Louis was the son of Peter I, duke of Bourbon, whom he succeeded in 1356, and a brother-in-law of King Charles V of France, who was married to his sister Jeanne. After the king’s death (1380), Louis became the favorite counselor of his nephew Charles VI. In 1387 Louis was made universal heir to his aunt Marie, titular Latin empress of Constantinople and widow of Robert of Taranto, prince of Achaia. From this time Louis cherished dreams of becoming prince of Achaia and king of Cyprus and of going to Jerusalem.
When the Genoese asked for French help against the pirates of Tunisia at the end of 1389, Louis was chosen to lead the crusade. The French forces departed from Marseilles and joined the foreign troops at Genoa. The fleet, under the command of a Genoese admiral, set sail at the beginning of July 1390 and stopped at the little island of Conigliera in order to refresh the troops and to decide on the plan of operations. The Genoese imposed their choice of objective: the city of Mahdia (mod. al-Mahdiya, Tunisia). The landing took place at the end of July on the isthmus between the town and the mainland.

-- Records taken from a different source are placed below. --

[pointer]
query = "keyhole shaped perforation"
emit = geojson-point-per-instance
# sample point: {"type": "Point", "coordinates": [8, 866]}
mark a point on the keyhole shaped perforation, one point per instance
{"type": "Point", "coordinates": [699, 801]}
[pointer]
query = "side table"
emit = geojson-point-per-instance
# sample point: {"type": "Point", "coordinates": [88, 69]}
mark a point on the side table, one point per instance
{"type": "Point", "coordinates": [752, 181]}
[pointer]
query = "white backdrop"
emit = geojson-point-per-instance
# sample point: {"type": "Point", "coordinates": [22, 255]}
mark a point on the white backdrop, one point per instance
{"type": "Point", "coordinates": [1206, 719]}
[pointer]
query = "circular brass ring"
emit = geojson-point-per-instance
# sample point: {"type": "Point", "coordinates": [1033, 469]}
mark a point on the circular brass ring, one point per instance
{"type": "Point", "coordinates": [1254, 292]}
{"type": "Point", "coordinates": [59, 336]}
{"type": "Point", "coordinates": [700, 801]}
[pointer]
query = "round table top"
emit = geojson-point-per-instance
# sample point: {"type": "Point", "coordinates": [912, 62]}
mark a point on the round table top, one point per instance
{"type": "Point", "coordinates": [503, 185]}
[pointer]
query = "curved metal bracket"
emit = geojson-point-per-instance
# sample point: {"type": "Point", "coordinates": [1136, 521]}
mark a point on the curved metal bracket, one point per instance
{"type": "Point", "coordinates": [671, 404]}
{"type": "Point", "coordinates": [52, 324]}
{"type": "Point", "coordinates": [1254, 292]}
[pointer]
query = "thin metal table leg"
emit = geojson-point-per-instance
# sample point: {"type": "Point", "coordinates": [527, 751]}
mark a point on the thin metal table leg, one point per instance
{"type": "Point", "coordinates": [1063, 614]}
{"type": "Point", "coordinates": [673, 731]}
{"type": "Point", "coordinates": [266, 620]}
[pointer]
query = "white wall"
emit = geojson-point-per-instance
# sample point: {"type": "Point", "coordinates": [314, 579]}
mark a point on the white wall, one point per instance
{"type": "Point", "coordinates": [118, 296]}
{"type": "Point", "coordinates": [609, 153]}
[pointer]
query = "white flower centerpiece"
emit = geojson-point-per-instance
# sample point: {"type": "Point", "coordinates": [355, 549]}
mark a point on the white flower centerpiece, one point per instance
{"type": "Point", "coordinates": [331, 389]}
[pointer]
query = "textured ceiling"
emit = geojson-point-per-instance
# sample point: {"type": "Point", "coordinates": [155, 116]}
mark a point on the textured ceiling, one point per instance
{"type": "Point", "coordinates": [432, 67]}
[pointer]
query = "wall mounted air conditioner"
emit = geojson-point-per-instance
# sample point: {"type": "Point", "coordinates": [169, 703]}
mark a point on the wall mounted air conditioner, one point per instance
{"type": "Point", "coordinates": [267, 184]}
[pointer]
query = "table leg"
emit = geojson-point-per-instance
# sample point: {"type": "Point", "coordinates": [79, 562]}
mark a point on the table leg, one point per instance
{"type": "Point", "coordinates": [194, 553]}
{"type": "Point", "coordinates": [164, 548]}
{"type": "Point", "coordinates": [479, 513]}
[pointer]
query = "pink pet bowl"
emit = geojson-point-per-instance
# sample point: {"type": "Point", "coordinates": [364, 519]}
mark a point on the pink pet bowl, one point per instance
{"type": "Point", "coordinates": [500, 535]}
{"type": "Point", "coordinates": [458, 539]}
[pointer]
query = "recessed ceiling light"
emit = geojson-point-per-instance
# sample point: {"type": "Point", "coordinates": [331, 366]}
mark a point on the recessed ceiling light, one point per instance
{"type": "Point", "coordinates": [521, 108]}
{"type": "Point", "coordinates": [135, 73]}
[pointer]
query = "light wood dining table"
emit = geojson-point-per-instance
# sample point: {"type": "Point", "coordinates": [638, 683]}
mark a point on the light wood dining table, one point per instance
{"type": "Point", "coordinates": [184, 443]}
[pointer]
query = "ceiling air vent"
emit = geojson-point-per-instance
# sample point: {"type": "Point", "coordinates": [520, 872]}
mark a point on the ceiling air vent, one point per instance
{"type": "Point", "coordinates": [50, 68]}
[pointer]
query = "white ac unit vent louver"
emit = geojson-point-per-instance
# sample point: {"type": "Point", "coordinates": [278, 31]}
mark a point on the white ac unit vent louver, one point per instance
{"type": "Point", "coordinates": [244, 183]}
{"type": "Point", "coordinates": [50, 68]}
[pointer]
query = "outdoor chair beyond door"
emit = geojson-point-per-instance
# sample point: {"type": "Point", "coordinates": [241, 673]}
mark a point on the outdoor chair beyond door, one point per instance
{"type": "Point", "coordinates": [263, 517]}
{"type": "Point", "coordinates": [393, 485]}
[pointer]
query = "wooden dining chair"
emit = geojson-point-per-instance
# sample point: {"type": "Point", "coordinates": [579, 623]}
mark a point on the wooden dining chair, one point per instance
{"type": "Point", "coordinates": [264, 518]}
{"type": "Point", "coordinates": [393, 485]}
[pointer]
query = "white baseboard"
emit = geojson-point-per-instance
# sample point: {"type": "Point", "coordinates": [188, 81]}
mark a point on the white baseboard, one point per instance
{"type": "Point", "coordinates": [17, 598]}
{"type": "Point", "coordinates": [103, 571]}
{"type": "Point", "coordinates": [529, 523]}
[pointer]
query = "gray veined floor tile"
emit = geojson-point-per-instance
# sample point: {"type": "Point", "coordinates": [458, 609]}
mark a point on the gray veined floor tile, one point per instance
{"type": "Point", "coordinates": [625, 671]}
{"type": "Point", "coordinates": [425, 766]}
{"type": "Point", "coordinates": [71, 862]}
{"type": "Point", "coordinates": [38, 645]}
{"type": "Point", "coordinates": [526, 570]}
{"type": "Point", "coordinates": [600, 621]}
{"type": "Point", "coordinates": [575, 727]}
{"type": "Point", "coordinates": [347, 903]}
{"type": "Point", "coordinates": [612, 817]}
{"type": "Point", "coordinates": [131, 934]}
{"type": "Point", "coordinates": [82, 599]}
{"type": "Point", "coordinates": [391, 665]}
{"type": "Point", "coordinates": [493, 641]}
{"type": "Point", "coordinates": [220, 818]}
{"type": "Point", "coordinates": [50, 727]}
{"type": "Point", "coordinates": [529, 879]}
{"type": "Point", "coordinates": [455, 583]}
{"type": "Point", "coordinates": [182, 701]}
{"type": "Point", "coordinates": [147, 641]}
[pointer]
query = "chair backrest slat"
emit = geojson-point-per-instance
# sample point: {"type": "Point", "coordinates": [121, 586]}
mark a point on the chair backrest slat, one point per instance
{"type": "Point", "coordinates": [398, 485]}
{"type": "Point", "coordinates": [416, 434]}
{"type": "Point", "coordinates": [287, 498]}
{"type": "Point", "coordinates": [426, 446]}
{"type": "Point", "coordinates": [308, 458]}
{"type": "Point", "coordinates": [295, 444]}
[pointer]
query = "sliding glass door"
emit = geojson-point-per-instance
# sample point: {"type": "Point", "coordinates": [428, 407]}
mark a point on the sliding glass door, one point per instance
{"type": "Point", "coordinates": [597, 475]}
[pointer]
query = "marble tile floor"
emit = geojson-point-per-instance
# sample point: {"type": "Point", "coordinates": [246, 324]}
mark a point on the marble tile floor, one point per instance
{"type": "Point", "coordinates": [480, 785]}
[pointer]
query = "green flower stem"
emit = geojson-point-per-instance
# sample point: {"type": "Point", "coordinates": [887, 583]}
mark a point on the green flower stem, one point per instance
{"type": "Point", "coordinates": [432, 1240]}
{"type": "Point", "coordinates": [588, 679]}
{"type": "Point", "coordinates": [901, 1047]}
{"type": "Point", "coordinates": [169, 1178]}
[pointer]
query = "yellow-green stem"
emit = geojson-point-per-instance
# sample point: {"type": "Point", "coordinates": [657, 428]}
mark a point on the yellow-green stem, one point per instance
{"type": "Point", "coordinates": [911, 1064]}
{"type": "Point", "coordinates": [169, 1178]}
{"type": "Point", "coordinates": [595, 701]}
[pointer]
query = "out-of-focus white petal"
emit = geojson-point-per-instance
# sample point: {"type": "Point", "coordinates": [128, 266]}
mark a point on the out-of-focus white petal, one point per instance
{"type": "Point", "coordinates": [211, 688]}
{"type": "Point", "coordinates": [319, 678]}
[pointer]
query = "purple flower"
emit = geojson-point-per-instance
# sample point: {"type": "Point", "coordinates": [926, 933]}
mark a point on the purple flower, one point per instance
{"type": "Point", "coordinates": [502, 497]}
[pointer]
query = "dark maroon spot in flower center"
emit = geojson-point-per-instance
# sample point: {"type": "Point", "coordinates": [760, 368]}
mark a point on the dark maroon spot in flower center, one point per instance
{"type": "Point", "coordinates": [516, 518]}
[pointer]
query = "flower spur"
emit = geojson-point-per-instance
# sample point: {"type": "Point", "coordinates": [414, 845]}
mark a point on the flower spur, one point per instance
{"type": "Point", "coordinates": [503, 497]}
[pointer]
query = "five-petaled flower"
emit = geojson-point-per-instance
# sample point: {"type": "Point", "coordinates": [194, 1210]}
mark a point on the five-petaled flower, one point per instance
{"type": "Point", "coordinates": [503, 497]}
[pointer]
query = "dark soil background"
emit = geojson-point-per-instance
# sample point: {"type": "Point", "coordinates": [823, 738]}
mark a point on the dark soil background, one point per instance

Although the crusaders occupied a good position to blockade the city, they were not suitably equipped to besiege such a well-fortified place. A war of skirmishes, glorified by the Latin chroniclers, followed. After a failed assault, the Genoese and Tunisians negotiated a ten-year truce, which was accepted by Louis, despite the fact that the crusaders’ aim had been to make conquests. The siege had lasted for two months. On the return journey, the Genoese used the crusade army to secure several places in Sardinia and Italy, arguing that pirates were victualing there. Louis was unwilling to land at Genoa, and returned home via Marseilles.